Fix: Implement an admin-only function to assign agents to transfers.
Verbose Zero Address Creation
Problem: Uses 0.try_into().unwrap() for zero addresses.
Fix: Replace with Zero::zero() from core::num::traits::Zero.
Inefficient Pagination
Problem: get_transfers_by_sender/get_transfers_by_recipient iterate over indices, which may be gas-intensive.
Fix: Optimize storage or add status-based filtering.
Missing Expiration Checks
Problem: No expiration validation in complete_transfer, partial_complete_transfer, or request_cash_out.
Fix: Add checks to prevent actions on expired transfers.
Unclear Metadata Usage
Problem: metadata is stored but not validated or used.
Fix: Define its purpose or remove if unnecessary.
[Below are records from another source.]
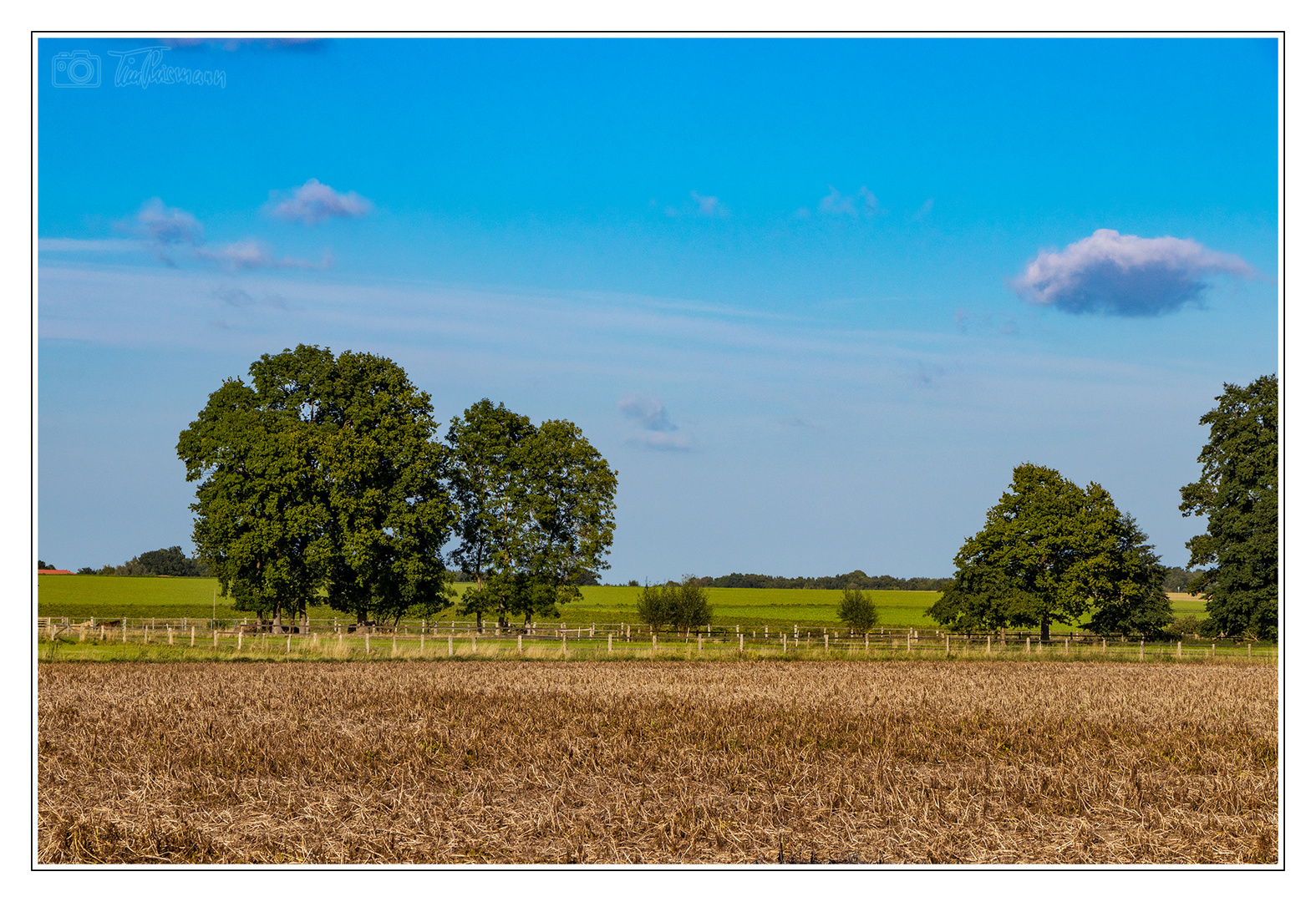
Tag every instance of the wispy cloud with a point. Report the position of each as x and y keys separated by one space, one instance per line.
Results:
x=661 y=442
x=169 y=231
x=648 y=410
x=657 y=430
x=165 y=228
x=315 y=203
x=839 y=204
x=252 y=254
x=709 y=205
x=1124 y=275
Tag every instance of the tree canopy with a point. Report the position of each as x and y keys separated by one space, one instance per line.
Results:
x=1238 y=494
x=679 y=605
x=1053 y=551
x=320 y=475
x=537 y=510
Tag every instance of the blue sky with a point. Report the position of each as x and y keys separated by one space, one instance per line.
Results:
x=814 y=299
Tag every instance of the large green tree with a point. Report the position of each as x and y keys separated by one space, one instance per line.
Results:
x=322 y=475
x=1238 y=494
x=537 y=510
x=485 y=462
x=1052 y=551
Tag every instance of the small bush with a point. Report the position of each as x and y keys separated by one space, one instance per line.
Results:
x=1185 y=626
x=857 y=609
x=681 y=605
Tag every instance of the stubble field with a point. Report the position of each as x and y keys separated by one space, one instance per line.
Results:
x=755 y=762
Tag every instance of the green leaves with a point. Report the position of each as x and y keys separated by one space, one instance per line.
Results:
x=857 y=609
x=1238 y=494
x=682 y=606
x=322 y=476
x=1052 y=551
x=537 y=509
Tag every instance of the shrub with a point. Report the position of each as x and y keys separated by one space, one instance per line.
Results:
x=681 y=605
x=857 y=609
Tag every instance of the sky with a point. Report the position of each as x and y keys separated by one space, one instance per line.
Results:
x=812 y=299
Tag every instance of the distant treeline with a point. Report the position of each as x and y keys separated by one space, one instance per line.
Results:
x=162 y=562
x=1176 y=580
x=856 y=579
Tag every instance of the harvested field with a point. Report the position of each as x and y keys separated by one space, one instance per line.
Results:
x=831 y=762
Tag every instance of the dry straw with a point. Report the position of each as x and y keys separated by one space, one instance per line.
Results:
x=538 y=762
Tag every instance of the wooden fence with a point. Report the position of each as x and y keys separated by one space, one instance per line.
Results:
x=464 y=638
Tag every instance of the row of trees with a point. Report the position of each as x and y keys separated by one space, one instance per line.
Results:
x=162 y=562
x=1052 y=551
x=323 y=480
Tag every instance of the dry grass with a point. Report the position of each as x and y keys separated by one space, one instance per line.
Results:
x=657 y=763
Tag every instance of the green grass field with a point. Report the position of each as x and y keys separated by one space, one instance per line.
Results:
x=79 y=597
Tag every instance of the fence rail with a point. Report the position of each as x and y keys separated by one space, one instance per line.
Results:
x=465 y=638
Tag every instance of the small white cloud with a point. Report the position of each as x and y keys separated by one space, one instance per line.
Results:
x=164 y=229
x=661 y=441
x=1124 y=275
x=87 y=245
x=648 y=410
x=836 y=204
x=709 y=205
x=315 y=203
x=870 y=200
x=252 y=254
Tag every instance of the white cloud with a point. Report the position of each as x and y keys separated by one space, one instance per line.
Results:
x=839 y=204
x=1124 y=275
x=659 y=441
x=165 y=228
x=836 y=204
x=648 y=410
x=252 y=254
x=316 y=203
x=709 y=205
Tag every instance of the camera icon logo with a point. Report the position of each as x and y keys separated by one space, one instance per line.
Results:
x=77 y=70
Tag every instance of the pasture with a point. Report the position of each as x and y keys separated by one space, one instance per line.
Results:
x=663 y=762
x=79 y=597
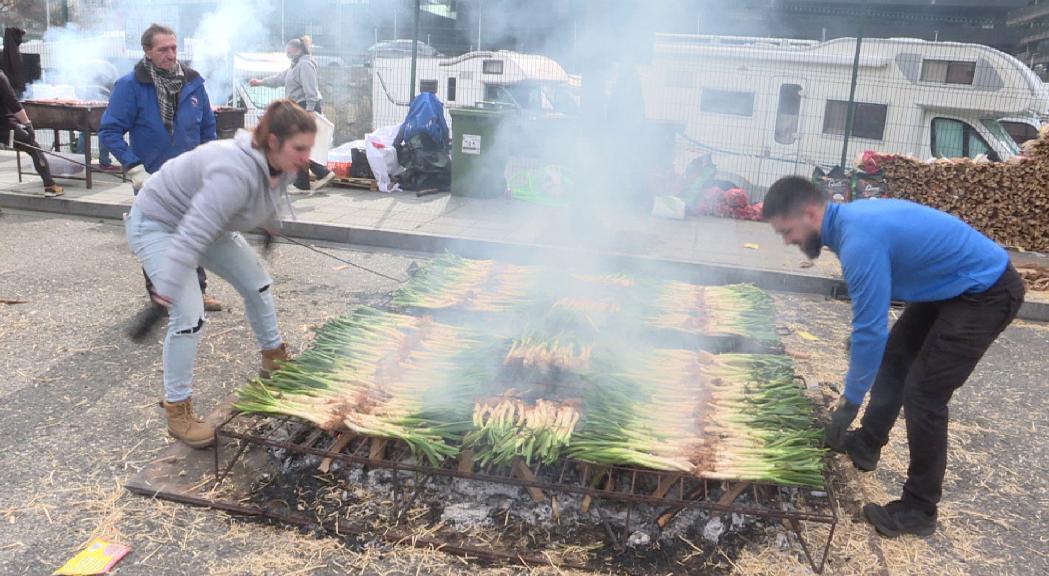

Statistics Double-Counting
Problem: total_completed_transfers increments for both complete_transfer and complete_cash_out, risking double-counting.
Fix: Use separate counters or clarify counting logic.
Acceptance Criteria
Implement expiration handling for transfers.
Add an admin-only agent assignment function.
Replace zero address creation with Zero::zero().
Optimize pagination for sender/recipient queries.
Add expiration checks in relevant functions.
Define or remove metadata field.
Ensure accurate transfer statistics with clear counting logic.
Include unit tests for all fixes, covering edge cases.